Ski area in New York, US

Tuxedo Ridge Ski Center was a ski area located in Tuxedo, New York, which offered lift serviced skiing and riding on 7 trails. The center originally opened in 1962 as Sterling Forest Ski Area. It operated under this name for several decades and gained popularity due to its proximity to New York City. After not opening for several seasons due to low snowfall and declining visits, the mountain reopened under new management in January 2007 after being purchased by Novenogan Development who changed the name to Tuxedo Ridge. Tuxedo Ridge was later owned and operated by James Mezzetti. Tuxedo Ridge did not open up for the 2015/2016 season.

==The mountain==
Tuxedo Ridge featured 100 skiable acres on 7 trails located on a mountain known locally as Tiger mountain. The mountain is a part of the Sterling Forest State Park. The trails included a "bunny slope" with teaching area, numerous intermediate runs, a NASTAR racing course and a terrain park. The mountain also had a lift serviced tubing center and was lighted for night skiing.

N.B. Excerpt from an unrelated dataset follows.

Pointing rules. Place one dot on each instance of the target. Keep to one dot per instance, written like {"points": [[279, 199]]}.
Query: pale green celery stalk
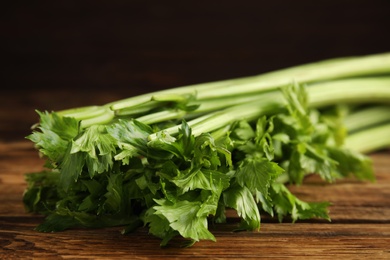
{"points": [[370, 139], [367, 117], [344, 91], [316, 71], [354, 90], [219, 119], [246, 87]]}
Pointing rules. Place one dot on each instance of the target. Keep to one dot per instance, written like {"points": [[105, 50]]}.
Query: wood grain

Tuxedo Ridge LLC also offered paintball, concerts, and event space during the off-season. The mountain is adjacent to the site of the New York Renaissance Faire, which occurs on weekends during August and September and is still in operation. In June the mountain hosts the New York Spartan Sprint, a component event of the Reebok Spartan Race.

== Closing ==
Tuxedo Ridge did not open up for the 2015/2016 season, and there is no opening date for the 2016/2017 season. This was prompted by legal issues with the property after the site was sought after by Genting Americas, hoping to rejuvenate the site and build a casino nearby. It is likely this was a result of the State Gaming Commission denying the request for a casino license for the site.